Many cultures throughout history and around the globe have held (or hold) festivals celebrating the harvest and almost all of them are accompanied by a spirit of thanksgiving. This season will find many individuals and families struggling to find things for which to be grateful. The financial crisis has taken a serious toll on the blessings business. The irony of the situation is that this might be the most important time to have a grateful heart. One historian wrote:

“Prosperity has left its blessings. The table is laden with plenty. There is meat in the larder and grain in the storehouse. Because of these things, [we] imagine [we] are grateful, but such gratitude is the essence of selfishness. It is dependent upon exterior conditions. It finds its basis in circumstances. It draws its inspiration from clear skies and smooth sailing, and hence it is fitful and evanescent as the alterations of sunlight and shadow. If these conditions of personal comfort and prosperity are in themselves the ground of thankfulness, where in the hour of adversity shall we find the occasion for rejoicing? The record of the past has the graver side. There have been pain and losses and disappointments and bereavements and heartaches. Where in these things is there reason and ground for gratitude? Has the empty larder, the bare table, the desolate home, the vacant chair, the fresh mound in the cemetery, no place for thanksgiving? Ah, here is the point of stumbling with an earnest soul. We find in the bitter chill of adversity the true test of our gratitude and that is true gratitude which triumphing over conditions, merely physical and external, finds its ground of thankfulness in God himself. It is independent of circumstances. It goes beneath the surface of life, whether sad or joyous, and founds itself upon God.”

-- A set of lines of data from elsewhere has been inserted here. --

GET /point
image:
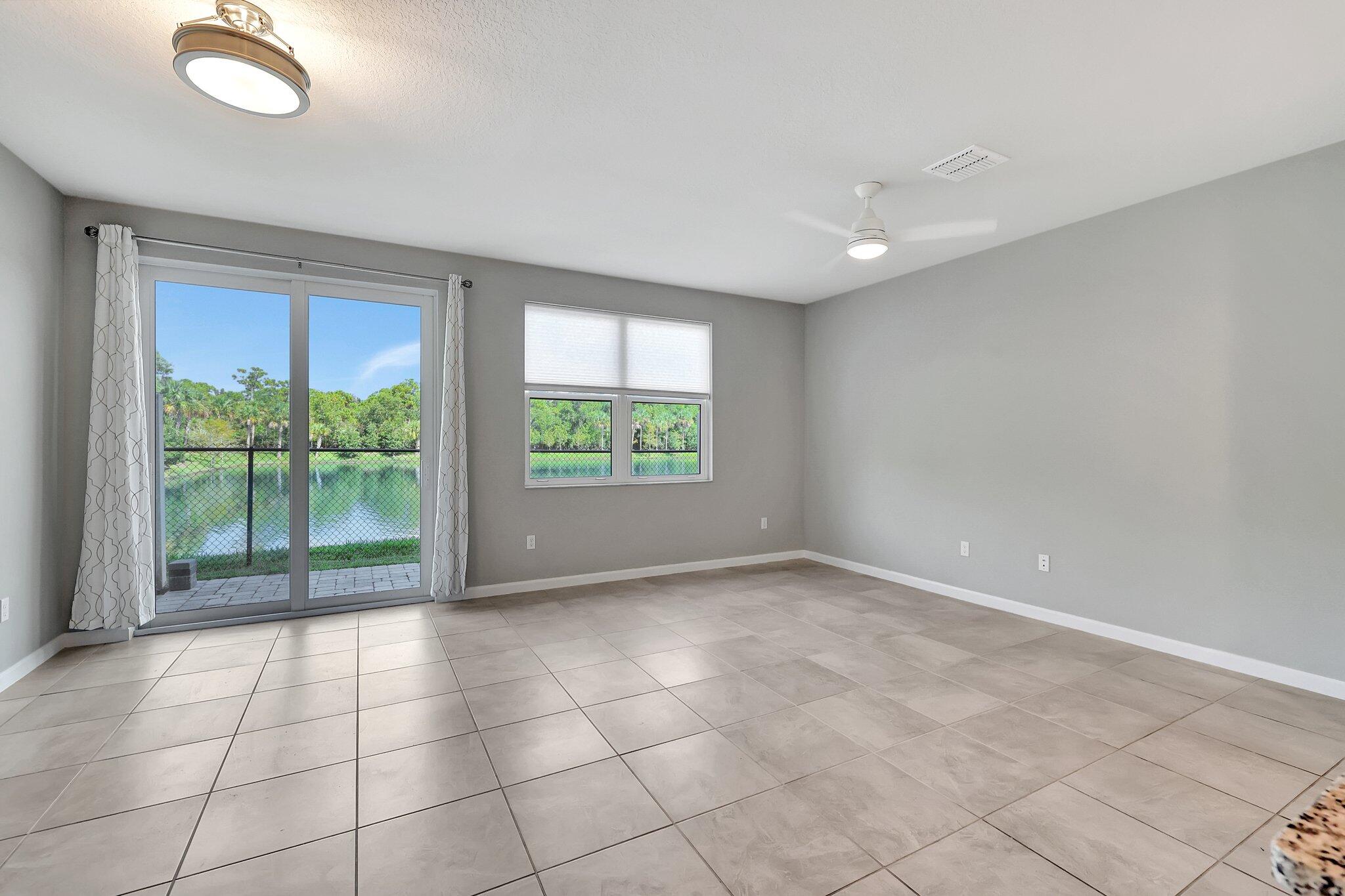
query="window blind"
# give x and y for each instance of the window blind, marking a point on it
(604, 350)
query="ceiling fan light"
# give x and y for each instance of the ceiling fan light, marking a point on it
(240, 70)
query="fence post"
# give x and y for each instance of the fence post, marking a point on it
(250, 452)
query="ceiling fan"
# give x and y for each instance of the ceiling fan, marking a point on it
(868, 237)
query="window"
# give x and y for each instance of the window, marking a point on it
(615, 399)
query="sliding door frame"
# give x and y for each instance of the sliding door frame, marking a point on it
(300, 288)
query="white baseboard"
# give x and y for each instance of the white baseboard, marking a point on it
(54, 647)
(618, 575)
(1210, 656)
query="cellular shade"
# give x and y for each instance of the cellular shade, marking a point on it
(603, 350)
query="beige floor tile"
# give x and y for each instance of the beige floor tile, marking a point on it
(880, 807)
(965, 770)
(708, 629)
(581, 811)
(248, 821)
(396, 633)
(880, 883)
(638, 643)
(317, 625)
(405, 781)
(466, 847)
(1256, 779)
(938, 698)
(304, 671)
(493, 668)
(109, 672)
(1099, 719)
(29, 752)
(1033, 740)
(1199, 816)
(645, 720)
(774, 844)
(486, 641)
(726, 699)
(697, 774)
(658, 864)
(1180, 676)
(1223, 880)
(287, 706)
(105, 856)
(408, 683)
(606, 681)
(24, 798)
(1252, 856)
(271, 753)
(921, 652)
(791, 743)
(748, 652)
(870, 719)
(1300, 708)
(396, 656)
(201, 687)
(222, 657)
(85, 704)
(985, 861)
(802, 680)
(320, 868)
(537, 747)
(1145, 696)
(1266, 736)
(1043, 661)
(137, 781)
(996, 680)
(580, 652)
(311, 645)
(174, 726)
(499, 704)
(684, 666)
(1101, 845)
(413, 721)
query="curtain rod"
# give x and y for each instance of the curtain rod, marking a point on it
(92, 230)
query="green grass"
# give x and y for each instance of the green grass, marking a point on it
(328, 557)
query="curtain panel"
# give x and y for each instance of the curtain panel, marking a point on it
(115, 586)
(449, 568)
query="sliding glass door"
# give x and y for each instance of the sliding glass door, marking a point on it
(260, 383)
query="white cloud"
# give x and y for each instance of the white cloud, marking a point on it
(391, 358)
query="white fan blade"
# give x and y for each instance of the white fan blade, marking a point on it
(817, 223)
(947, 230)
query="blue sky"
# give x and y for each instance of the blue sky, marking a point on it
(208, 333)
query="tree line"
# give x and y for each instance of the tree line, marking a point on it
(256, 414)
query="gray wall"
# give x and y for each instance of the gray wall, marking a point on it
(1152, 396)
(30, 308)
(758, 410)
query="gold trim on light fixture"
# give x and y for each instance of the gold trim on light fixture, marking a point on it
(232, 54)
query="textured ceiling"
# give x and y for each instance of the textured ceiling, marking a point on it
(671, 141)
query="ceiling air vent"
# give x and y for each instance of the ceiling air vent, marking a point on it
(973, 160)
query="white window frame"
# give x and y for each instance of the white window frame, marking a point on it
(622, 400)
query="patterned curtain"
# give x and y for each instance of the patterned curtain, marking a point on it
(116, 584)
(449, 570)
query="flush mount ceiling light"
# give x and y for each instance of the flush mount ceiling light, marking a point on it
(229, 58)
(868, 237)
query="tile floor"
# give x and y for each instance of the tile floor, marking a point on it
(261, 589)
(787, 729)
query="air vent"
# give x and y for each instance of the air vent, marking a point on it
(973, 160)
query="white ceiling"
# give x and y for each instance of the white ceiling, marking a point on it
(670, 141)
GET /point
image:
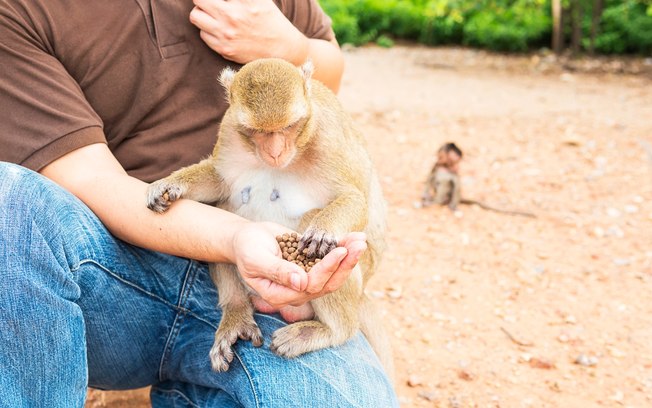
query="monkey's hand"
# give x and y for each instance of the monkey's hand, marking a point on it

Regardless of whether you have a belief in God, the underlying point remains profound. A gratitude attitude makes life a richer experience, even during dark times. A person with a gratitude attitude has a much better chance of pulling him- or herself out of adverse situations because they are more resilient. Whatever your personal circumstances, I hope you find something for which to be grateful. If you have a difficult time doing so, I recommend you go out and find someone to serve. In the service of others, we have our best chance of finding gratitude in our hearts. Happy Thanksgiving.